So if I have two GLMs, model_1
and model_2
, I know they're nested if every parameter in model_1
also appears in model_2
(or vice versa).
This means I can then use chi-squared/F tests (depending on the choice of error structure in the GLM) to assess whether the two models are significantly different (and favour the simpler model of the two if they aren't). I'm clear on that point.
For example, in the context of motor insurance (my favourite), if I fit two models:
model_1 = intercept + age_factor + vehicle_group_factor
model_2 = intercept + age_factor
Then these two are nested since everything in model 2 also appears in model 1.

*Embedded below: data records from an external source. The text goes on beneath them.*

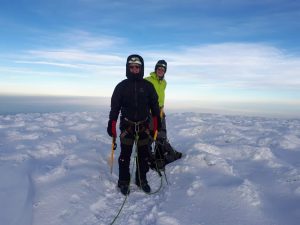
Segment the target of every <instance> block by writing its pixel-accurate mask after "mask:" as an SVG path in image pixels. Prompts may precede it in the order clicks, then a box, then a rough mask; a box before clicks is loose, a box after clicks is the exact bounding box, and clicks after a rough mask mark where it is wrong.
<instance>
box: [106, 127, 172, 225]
mask: <svg viewBox="0 0 300 225" xmlns="http://www.w3.org/2000/svg"><path fill="white" fill-rule="evenodd" d="M138 140H139V135H138V130H135V140H134V145H135V155H134V160H133V163H132V169H131V174H133V172H134V167H135V162H136V167H137V170H138V175H139V177H138V178H139V182H140V184H141V175H140V167H139V160H138ZM153 143H154V142H153ZM154 149H155V148H154ZM155 164H156V169H158V166H157V163H156V162H155ZM164 176H165V179H166V182H167V184H168V180H167V176H166V173H165V171H164ZM131 177H132V176H130V180H129V187H128V193H129V192H130V183H131ZM161 188H162V176H160V186H159V187H158V189H157V190H155V191H153V192H150V193H147V192H145V191H144V190H143V189H142V190H143V192H144V193H145V194H147V195H153V194H156V193H158V192H159V191H160V190H161ZM127 198H128V194H127V195H126V196H125V198H124V201H123V203H122V205H121V207H120V209H119V211H118V213H117V215H116V216H115V217H114V219H113V221H112V222H111V223H110V225H113V224H114V223H115V222H116V220H117V218H118V217H119V215H120V213H121V211H122V210H123V207H124V205H125V203H126V201H127Z"/></svg>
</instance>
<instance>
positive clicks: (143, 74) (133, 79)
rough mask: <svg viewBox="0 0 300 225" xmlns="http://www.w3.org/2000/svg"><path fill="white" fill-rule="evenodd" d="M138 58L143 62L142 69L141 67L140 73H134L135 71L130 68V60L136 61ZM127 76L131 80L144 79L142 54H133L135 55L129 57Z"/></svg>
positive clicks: (130, 60)
mask: <svg viewBox="0 0 300 225" xmlns="http://www.w3.org/2000/svg"><path fill="white" fill-rule="evenodd" d="M136 59H137V60H138V61H139V62H140V63H141V69H140V72H139V73H138V74H133V73H131V72H130V69H129V65H130V63H129V62H132V61H135V60H136ZM126 77H127V78H128V79H129V80H142V79H143V77H144V59H143V58H142V57H141V56H140V55H137V54H133V55H130V56H128V57H127V61H126Z"/></svg>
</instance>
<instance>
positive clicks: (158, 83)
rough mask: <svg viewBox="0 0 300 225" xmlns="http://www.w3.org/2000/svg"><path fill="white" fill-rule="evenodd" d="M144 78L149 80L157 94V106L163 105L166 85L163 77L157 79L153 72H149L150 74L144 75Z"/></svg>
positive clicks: (164, 101) (155, 75) (166, 86)
mask: <svg viewBox="0 0 300 225" xmlns="http://www.w3.org/2000/svg"><path fill="white" fill-rule="evenodd" d="M145 79H146V80H148V81H150V82H151V83H152V84H153V86H154V88H155V90H156V93H157V95H158V104H159V107H163V106H164V104H165V90H166V87H167V82H166V80H165V79H162V80H159V79H158V77H157V75H156V73H155V72H152V73H150V76H149V77H146V78H145Z"/></svg>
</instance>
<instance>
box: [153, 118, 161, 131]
mask: <svg viewBox="0 0 300 225" xmlns="http://www.w3.org/2000/svg"><path fill="white" fill-rule="evenodd" d="M152 124H153V132H154V133H155V132H156V131H159V130H160V129H161V119H160V118H157V117H156V116H153V117H152Z"/></svg>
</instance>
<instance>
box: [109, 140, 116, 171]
mask: <svg viewBox="0 0 300 225" xmlns="http://www.w3.org/2000/svg"><path fill="white" fill-rule="evenodd" d="M116 149H117V143H116V137H112V142H111V153H110V163H109V164H110V173H111V174H112V172H113V164H114V152H115V150H116Z"/></svg>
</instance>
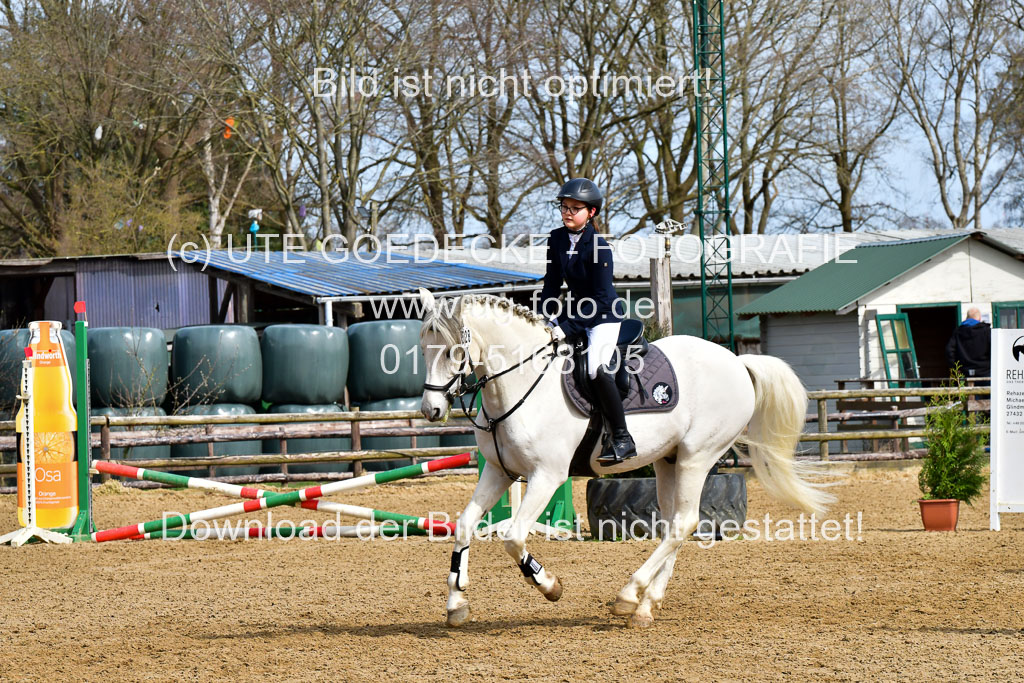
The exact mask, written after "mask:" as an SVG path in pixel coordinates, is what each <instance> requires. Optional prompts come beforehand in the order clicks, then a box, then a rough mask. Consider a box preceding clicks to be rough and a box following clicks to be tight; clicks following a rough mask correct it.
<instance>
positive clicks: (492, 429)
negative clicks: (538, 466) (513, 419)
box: [423, 328, 559, 479]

Are two models still nested if the second model is a simplification of the first - for example, a banded factor derived from the original factor? So if I define a factor vehicle_group_factor_banded
which is a banded version of the original ("small"/"midsize"/"large"), for example:
vehicle_group_factor vehicle_group_factor_banded
1 small
2 small
3 small
4 small
5 small
6 midsize
7 midsize
8 midsize
9 midsize
10 midsize
11 large
12 large
13 large
14 large
15 large
... and then fit:
model_1 = intercept + age_factor + vehicle_group_factor
model_2 = intercept + age_factor + vehicle_group_factor_banded
model_3 = intercept + age_factor
then I know I can say that both (1, 3) and (2, 3) are nested. However are (1, 2) considered to be nested?